Universal Identity and Certificate Authentication Notes

  • When ext.cred.akeyless.access_type is universal_identity or uid, set ext.cred.akeyless.uid_token or AKEYLESS_UID_TOKEN.
  • When ext.cred.akeyless.access_type is cert or certificate, provide both the certificate and private key.
  • Certificate authentication supports either inline material with ext.cred.akeyless.cert_data and ext.cred.akeyless.key_data, or file paths with ext.cred.akeyless.cert_file_name and ext.cred.akeyless.key_file_name.
  • The resolver base64-encodes certificate and key material before sending it to Akeyless.

Troubleshooting

  • HTTP 400 "Missing required parameter - timestamp" on /auth:
    • This usually indicates the wrong auth flow or missing parameters. Verify access_type is set correctly. For CloudID flows, do not set an access_key. For access_key flows, ensure both access_id and access_key are set. For uid, ensure uid_token is set.
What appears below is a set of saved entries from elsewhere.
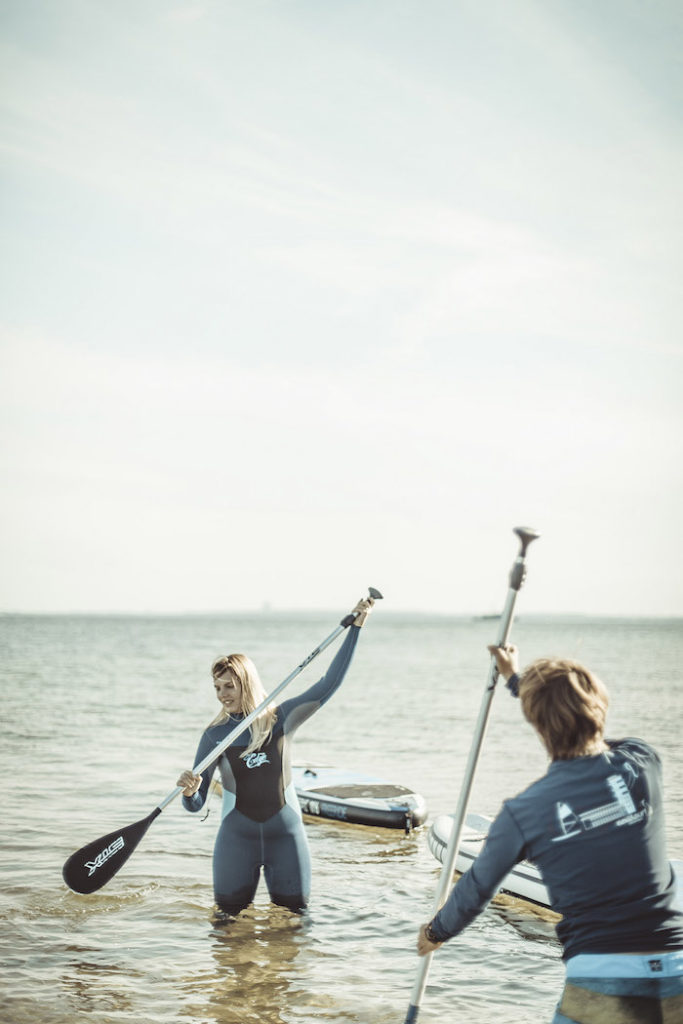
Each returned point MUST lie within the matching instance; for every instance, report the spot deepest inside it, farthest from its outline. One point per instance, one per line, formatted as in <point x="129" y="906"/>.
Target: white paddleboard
<point x="358" y="799"/>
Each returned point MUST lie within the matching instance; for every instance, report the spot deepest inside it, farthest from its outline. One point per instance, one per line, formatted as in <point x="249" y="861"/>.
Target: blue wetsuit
<point x="261" y="818"/>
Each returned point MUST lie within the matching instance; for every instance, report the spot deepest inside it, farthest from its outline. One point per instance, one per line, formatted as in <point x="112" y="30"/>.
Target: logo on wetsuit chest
<point x="256" y="760"/>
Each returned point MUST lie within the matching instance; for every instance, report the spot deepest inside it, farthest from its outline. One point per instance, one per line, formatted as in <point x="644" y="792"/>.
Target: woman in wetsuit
<point x="261" y="818"/>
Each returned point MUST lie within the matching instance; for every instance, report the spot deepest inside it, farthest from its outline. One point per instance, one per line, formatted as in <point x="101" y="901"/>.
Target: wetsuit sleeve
<point x="297" y="710"/>
<point x="503" y="849"/>
<point x="197" y="801"/>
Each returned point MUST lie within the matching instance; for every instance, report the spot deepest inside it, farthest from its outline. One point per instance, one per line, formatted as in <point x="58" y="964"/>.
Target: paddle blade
<point x="92" y="866"/>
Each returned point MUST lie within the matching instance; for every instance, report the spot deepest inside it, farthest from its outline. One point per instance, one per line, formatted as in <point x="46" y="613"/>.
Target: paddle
<point x="92" y="866"/>
<point x="517" y="574"/>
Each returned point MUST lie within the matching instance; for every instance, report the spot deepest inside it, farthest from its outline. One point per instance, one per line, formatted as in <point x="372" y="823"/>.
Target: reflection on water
<point x="123" y="702"/>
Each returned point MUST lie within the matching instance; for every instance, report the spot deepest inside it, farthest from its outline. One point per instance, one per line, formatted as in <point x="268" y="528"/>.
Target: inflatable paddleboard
<point x="357" y="799"/>
<point x="524" y="880"/>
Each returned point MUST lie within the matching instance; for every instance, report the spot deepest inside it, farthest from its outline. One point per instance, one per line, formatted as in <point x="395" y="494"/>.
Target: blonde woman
<point x="594" y="827"/>
<point x="261" y="824"/>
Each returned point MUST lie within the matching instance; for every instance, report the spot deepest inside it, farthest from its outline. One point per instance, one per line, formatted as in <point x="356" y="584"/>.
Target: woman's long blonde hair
<point x="244" y="672"/>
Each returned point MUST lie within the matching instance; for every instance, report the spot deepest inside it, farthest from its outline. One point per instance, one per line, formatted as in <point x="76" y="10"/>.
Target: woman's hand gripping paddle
<point x="92" y="866"/>
<point x="516" y="579"/>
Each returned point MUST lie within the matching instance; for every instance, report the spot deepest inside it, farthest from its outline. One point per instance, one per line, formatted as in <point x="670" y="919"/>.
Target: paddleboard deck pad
<point x="524" y="880"/>
<point x="357" y="799"/>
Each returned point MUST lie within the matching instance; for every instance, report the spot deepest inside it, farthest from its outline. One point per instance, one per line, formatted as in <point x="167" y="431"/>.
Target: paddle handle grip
<point x="351" y="617"/>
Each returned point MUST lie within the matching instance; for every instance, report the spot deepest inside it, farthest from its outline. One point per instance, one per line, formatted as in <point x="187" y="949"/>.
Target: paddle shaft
<point x="445" y="878"/>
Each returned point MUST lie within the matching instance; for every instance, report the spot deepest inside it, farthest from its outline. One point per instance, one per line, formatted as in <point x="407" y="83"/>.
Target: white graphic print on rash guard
<point x="621" y="811"/>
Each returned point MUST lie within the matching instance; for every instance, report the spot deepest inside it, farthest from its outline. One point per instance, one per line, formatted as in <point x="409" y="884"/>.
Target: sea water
<point x="101" y="713"/>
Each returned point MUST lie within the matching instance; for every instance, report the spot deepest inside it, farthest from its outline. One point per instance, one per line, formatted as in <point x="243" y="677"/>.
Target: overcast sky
<point x="300" y="297"/>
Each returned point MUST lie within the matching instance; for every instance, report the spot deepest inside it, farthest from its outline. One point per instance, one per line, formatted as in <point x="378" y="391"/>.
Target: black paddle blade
<point x="92" y="866"/>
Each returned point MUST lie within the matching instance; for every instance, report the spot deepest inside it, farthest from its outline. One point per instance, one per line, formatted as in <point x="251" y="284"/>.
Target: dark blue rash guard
<point x="594" y="827"/>
<point x="261" y="819"/>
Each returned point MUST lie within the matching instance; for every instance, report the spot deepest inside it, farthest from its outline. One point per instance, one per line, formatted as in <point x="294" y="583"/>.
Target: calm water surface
<point x="101" y="713"/>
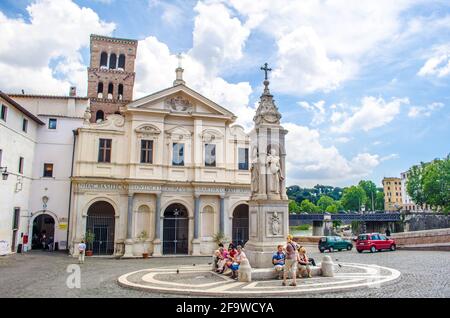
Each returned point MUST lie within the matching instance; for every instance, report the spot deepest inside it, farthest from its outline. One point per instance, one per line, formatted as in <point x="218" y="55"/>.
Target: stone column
<point x="222" y="214"/>
<point x="157" y="248"/>
<point x="196" y="240"/>
<point x="129" y="241"/>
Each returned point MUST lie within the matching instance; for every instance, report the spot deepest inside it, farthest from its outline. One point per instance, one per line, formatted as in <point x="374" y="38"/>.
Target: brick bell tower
<point x="110" y="75"/>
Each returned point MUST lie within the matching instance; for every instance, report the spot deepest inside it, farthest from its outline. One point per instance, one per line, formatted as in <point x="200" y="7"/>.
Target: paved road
<point x="43" y="274"/>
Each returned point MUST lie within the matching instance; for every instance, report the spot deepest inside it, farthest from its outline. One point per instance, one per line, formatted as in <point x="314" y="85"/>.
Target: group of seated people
<point x="290" y="257"/>
<point x="286" y="260"/>
<point x="226" y="260"/>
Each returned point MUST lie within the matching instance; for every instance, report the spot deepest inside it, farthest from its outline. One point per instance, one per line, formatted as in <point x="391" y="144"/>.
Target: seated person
<point x="303" y="263"/>
<point x="216" y="256"/>
<point x="239" y="257"/>
<point x="278" y="261"/>
<point x="222" y="260"/>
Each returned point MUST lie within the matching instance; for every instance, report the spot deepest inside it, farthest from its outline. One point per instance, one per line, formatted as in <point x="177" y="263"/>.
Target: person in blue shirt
<point x="278" y="259"/>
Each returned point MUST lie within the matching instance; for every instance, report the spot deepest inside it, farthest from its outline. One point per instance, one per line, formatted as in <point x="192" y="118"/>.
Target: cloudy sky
<point x="363" y="86"/>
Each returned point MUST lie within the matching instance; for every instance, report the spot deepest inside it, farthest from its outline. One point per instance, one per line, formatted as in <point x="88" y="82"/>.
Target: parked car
<point x="332" y="243"/>
<point x="374" y="242"/>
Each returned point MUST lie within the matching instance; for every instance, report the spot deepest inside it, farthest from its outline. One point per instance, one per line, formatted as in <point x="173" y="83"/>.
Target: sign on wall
<point x="4" y="247"/>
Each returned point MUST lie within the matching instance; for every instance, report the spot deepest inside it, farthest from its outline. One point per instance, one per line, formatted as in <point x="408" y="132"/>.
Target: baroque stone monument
<point x="268" y="205"/>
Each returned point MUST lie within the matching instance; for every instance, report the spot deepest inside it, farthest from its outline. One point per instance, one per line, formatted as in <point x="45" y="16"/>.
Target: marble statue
<point x="254" y="169"/>
<point x="275" y="174"/>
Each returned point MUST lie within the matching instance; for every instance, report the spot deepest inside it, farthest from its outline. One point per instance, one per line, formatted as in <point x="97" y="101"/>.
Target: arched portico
<point x="175" y="229"/>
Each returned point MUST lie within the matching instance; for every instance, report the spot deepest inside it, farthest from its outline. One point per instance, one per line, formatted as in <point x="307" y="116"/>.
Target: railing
<point x="296" y="219"/>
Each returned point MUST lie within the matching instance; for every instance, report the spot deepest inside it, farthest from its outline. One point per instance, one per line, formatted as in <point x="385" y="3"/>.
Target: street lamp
<point x="5" y="173"/>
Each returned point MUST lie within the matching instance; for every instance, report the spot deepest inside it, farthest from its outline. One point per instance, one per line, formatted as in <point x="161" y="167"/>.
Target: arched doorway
<point x="43" y="231"/>
<point x="240" y="225"/>
<point x="175" y="229"/>
<point x="101" y="221"/>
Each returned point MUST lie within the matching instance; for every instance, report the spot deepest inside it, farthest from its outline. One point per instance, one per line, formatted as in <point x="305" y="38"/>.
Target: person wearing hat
<point x="303" y="262"/>
<point x="290" y="264"/>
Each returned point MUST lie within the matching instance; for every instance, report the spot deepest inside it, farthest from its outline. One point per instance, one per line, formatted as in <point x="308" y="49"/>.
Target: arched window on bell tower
<point x="110" y="90"/>
<point x="120" y="92"/>
<point x="99" y="116"/>
<point x="104" y="60"/>
<point x="121" y="65"/>
<point x="112" y="61"/>
<point x="100" y="90"/>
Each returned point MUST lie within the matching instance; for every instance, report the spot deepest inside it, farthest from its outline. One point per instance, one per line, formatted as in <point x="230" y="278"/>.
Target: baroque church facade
<point x="164" y="174"/>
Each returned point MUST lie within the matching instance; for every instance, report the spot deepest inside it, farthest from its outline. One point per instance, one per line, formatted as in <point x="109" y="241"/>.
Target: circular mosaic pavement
<point x="201" y="281"/>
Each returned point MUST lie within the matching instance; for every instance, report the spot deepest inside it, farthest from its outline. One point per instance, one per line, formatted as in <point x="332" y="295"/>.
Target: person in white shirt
<point x="81" y="251"/>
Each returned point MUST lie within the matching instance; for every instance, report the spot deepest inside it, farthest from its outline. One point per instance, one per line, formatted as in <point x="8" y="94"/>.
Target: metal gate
<point x="175" y="230"/>
<point x="240" y="225"/>
<point x="103" y="229"/>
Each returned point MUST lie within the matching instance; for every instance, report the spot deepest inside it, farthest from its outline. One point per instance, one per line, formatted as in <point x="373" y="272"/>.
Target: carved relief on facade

For cert, provide both certificate and key material, either inline or by file path.
  • HTTP 404 from /v2/* endpoints:
    • The resolver automatically falls back to the non-/v2 endpoints. If both fail, verify the gateway URL and network reachability.
  • “Secret value not found for name …”:
    • Confirm the Credential ID (secret path) is correct and the Akeyless identity has permission to read it.
  • JSON secret looks correct but everything maps to a single password field:
    • This can happen when certificate or key content is stored in JSON with literal line breaks inside quoted strings. Prefer \n inside the JSON string values.
  • JSON secret looks correct but everything maps to pswd as one blob:
    • This often means the secret is not strict JSON because PEM or key content was pasted with real line breaks inside quoted values. Prefer \n inside JSON string values. If PEM markers are still present, the resolver retries parsing with a lenient Jackson mode.
  • Logging:
    • Resolver logs go through Commons Logging. Check MID Server logs for entries containing "Akeyless resolver".

Local/dev Testing (Optional)

You can run unit tests locally:

mvn test

To quickly sanity-check end-to-end against Akeyless, set environment variables and create a Discovery credential that points to a known secret path. For cloud-based auth types, run the MID on a host with a valid cloud identity.